Y luego añadió: «Si lloviesen monedas de oro de veinte dólares hasta el mediodía, todos los días, por la noche habrían hombres mendigando sus cenas».

Durante las investigaciones del gobierno sobre las ganancias amasadas por el ferrocarril transcontinental, los socios anunciaron que la línea estaba «depauperada». Esto de alguna manera se contradecía con las maravillas de sus mansiones en construcción. En su palacio de California Street, con sus cincuenta habitaciones, su cúpula de cristal a más de veinte metros de altura y sus ventanales apilados uno sobre otro como fichas de póquer, a Stanford le encanta presumir de pianola.
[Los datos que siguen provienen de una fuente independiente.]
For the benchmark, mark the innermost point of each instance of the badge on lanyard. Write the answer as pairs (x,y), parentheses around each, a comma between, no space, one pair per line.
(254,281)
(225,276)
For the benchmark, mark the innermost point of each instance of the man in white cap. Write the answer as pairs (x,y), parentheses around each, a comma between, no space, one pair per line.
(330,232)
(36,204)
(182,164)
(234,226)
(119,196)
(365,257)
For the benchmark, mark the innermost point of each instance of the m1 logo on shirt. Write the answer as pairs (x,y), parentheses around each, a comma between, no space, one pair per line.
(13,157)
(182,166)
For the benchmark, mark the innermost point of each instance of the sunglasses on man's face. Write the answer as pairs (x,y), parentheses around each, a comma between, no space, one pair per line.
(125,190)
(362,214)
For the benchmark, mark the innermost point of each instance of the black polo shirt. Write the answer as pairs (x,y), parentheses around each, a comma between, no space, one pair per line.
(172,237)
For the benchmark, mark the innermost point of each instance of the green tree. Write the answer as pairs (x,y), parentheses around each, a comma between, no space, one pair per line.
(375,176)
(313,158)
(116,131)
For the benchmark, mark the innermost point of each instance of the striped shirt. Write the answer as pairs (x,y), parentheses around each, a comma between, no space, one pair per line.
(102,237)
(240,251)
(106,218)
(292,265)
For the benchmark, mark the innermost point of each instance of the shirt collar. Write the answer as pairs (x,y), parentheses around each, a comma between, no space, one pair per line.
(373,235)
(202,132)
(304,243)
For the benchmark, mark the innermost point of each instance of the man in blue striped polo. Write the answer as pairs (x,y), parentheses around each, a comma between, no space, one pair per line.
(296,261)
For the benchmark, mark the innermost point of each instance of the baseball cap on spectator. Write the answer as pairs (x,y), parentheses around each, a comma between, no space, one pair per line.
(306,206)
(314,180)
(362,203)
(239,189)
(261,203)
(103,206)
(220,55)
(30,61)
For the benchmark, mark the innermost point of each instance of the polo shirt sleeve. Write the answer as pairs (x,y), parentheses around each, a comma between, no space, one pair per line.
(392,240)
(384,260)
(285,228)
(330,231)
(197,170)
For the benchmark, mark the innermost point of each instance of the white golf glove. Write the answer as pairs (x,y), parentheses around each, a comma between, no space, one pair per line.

Se trata de una orquesta totalmente mecánica metida en una enorme caja. También disfruta mostrando su aviario de pájaros mecánicos. Éstos están posados en las ramas de árboles artificiales en la galería de arte y funcionan mediante mecanismos de aire comprimido, y abren sus picos de metal para cantar cuando el gobernador aprieta un botón.